|
|
|
|
|
by godelski
661 days ago
|
|
I think your confusing capacity with the training dynamics. Capacity is autological. The amount of information it can express. Training dynamics are the way the model learns, the optimization process, etc. So this is where things like regularization come into play. There's also architecture which affects the training dynamics as well as model capacity. Which makes no guarantee that you get the most information dense representation. Fwiw, the authors did also try distillation. |
|
> With enough computation, your neural net weights would converge to some very compressed latent representation of the source code of DOOM. Maybe smaller even than the source code itself? Someone in the field could probably correct me on that.
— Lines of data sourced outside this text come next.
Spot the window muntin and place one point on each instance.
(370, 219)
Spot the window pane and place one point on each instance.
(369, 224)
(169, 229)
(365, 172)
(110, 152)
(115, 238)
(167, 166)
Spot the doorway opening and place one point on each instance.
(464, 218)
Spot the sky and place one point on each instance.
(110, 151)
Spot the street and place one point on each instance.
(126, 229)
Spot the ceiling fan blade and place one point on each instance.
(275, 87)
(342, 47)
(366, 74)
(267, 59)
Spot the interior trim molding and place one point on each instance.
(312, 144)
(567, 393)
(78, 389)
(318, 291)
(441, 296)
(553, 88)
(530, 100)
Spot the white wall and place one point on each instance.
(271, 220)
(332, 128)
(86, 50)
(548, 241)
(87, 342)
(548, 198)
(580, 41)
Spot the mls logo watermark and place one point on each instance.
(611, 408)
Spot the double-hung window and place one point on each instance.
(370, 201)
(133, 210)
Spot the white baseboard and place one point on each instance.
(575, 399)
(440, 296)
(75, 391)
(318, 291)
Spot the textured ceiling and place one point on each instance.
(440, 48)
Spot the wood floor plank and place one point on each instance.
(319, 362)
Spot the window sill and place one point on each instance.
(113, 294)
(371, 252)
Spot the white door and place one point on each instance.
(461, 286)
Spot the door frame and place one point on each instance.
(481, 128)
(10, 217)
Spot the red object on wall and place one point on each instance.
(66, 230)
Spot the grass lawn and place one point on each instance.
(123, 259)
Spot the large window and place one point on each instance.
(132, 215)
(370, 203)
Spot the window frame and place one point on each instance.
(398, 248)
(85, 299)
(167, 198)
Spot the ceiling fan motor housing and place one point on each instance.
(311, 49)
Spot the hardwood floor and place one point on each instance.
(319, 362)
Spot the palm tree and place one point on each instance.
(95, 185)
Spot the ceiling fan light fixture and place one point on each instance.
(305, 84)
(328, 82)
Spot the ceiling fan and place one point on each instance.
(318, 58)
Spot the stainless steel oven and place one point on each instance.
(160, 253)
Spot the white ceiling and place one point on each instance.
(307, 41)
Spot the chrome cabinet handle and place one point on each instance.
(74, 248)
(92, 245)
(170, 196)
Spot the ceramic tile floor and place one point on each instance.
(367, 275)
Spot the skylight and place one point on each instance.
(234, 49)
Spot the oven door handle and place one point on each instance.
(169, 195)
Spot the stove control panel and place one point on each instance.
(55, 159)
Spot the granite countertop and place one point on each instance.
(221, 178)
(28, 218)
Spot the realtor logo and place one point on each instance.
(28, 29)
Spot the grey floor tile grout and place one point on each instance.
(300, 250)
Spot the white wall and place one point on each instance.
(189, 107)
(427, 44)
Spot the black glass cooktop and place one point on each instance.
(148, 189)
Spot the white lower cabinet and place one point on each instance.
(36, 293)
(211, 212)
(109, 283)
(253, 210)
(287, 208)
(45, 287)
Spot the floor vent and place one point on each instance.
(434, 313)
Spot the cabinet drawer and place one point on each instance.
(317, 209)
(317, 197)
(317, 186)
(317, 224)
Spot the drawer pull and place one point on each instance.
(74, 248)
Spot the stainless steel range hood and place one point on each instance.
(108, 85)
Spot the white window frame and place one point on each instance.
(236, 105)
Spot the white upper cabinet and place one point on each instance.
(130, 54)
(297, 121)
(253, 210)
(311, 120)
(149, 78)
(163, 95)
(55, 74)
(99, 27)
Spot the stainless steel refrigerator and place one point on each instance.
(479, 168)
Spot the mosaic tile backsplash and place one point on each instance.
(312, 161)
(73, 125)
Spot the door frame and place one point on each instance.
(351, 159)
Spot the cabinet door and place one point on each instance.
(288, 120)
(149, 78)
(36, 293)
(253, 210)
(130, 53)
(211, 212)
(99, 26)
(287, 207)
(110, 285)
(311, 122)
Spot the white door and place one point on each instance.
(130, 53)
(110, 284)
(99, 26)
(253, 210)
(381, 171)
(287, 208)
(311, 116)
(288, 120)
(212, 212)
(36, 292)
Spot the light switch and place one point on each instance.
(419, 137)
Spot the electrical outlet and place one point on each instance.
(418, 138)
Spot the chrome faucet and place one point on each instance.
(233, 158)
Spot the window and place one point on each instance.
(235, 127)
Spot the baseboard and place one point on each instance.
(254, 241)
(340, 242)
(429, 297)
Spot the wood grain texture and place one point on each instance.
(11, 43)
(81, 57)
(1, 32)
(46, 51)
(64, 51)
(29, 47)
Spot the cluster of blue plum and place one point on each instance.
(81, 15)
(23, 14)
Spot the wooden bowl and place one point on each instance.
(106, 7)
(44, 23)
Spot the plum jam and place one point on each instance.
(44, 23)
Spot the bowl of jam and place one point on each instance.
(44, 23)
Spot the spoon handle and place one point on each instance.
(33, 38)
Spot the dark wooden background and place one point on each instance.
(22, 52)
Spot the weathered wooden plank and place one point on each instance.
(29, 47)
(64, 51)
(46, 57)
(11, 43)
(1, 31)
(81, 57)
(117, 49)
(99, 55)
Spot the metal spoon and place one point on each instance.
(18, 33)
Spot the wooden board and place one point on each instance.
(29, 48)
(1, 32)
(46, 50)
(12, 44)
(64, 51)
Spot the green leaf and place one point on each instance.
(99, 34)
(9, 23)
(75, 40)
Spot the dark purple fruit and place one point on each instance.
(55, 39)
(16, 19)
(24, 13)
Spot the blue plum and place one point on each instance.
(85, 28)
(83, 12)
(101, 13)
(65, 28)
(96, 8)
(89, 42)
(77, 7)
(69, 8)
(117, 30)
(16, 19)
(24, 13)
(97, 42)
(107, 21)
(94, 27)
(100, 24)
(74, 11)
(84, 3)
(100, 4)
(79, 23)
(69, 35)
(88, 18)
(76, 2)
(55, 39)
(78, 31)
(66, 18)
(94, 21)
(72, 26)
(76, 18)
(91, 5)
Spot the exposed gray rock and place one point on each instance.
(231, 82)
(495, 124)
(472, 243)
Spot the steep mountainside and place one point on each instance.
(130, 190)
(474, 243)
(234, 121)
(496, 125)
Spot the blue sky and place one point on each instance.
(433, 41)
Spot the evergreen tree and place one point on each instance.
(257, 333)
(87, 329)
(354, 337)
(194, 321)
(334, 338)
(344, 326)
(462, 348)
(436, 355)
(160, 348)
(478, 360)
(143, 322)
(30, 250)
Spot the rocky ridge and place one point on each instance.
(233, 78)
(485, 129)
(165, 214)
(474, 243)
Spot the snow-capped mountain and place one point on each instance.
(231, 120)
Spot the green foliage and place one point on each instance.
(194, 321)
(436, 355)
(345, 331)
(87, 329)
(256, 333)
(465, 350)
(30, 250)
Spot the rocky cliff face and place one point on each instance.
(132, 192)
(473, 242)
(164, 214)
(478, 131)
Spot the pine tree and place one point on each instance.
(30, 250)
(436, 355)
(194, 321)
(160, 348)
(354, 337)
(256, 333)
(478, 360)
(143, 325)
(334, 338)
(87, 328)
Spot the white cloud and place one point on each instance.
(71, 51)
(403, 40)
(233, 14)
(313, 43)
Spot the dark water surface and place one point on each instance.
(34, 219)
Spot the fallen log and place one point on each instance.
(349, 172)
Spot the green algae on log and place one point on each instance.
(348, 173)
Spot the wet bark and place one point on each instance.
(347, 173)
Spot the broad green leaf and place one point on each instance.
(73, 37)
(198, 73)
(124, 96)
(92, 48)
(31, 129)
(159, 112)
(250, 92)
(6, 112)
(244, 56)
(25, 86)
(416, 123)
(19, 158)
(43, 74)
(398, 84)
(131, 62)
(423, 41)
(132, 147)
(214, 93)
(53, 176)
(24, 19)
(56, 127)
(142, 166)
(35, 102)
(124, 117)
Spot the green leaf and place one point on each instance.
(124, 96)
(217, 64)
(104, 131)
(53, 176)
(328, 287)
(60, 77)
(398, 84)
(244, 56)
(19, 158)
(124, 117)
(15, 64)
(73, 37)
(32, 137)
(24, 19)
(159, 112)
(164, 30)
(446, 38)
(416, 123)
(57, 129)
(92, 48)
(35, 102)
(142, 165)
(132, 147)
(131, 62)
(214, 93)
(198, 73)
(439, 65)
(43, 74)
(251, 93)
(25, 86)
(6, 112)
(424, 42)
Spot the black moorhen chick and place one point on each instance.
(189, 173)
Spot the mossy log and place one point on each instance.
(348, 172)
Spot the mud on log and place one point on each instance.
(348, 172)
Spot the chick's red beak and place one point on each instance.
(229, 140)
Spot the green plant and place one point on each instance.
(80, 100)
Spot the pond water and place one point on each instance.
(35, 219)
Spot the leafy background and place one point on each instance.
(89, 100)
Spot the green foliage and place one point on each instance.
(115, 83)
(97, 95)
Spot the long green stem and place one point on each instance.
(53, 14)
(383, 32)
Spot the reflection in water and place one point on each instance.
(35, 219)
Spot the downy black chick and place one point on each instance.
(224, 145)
And they're not wrong! An ideally trained network could, in principle, learn the data-generating program, if that program is within its class of representable functions. I might have a NN that naively looks like it takes up GBs of space, but it might actually be parameterizing a much simpler function (hence our ability to prune/compress the weights without performance loss - most of the capacity wasn't being used for any interesting computation).
You're right that there's no guarantee that the model finds the most "dense" representation. The goal of regularization is to encourage that, though!
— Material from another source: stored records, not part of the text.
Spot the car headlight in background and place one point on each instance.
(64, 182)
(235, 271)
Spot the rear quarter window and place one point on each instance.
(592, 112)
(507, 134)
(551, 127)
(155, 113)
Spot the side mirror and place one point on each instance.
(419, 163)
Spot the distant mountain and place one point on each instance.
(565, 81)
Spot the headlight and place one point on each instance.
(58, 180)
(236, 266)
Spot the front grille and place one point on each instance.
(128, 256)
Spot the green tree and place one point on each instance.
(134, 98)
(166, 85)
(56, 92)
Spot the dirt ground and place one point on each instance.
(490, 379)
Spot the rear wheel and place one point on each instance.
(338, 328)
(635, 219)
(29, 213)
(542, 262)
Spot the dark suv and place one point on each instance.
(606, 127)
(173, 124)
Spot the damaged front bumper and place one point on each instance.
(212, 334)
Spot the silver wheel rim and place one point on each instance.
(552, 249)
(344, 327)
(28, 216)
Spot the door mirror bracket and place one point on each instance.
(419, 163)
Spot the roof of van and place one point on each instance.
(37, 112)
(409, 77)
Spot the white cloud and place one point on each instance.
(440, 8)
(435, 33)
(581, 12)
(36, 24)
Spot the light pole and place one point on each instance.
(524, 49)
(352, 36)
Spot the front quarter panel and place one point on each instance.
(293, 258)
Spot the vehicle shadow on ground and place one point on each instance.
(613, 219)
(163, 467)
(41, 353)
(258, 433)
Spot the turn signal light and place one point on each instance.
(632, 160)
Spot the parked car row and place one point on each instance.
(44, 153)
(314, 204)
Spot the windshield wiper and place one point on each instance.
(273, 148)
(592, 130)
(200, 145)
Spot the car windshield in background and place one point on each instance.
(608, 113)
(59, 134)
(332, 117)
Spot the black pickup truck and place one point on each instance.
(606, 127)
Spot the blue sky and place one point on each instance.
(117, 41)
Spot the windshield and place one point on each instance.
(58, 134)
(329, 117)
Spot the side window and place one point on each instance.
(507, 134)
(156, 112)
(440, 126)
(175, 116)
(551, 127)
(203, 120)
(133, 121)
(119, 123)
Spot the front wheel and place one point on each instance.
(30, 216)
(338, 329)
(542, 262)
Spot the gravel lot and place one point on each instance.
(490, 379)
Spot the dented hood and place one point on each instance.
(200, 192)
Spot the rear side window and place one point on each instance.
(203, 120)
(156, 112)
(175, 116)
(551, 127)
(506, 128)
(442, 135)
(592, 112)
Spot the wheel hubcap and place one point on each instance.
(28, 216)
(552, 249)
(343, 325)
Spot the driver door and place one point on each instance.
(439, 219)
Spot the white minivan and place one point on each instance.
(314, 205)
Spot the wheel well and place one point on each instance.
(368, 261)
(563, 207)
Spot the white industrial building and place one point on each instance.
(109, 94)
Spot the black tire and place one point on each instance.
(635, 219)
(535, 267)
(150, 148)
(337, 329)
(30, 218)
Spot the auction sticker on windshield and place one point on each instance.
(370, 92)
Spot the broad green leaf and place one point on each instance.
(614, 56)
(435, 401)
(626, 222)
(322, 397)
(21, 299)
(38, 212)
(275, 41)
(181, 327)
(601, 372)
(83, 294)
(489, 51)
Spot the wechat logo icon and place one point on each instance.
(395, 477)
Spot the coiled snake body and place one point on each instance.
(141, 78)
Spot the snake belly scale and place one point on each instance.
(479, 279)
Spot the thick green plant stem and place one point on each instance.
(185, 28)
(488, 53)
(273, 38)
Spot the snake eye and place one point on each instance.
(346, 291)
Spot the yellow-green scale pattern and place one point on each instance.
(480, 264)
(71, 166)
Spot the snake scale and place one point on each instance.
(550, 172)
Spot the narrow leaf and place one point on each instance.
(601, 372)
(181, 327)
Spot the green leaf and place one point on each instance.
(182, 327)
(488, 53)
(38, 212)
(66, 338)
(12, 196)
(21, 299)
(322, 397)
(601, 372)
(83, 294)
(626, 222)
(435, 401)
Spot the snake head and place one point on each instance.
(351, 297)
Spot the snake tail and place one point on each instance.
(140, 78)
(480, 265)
All over the place in ML there are bounds like:
test loss <= train loss + model complexity
Hence minimizing model complexity improves generalization performance. This is a kind of Occam's Razor: the simplest model generalizes best. So the OP is on the right track - we definitely want networks to learn the "underlying" process that explains the data, which in this case would be a latent representation of the source code (well, except that doesn't really make sense since you'd need the whole rest of the compute stack that code runs on - the neural net has no external resources/embodied complexity it calls, unlike the source code which gets to rely on drivers, hardware, operating systems, etc.)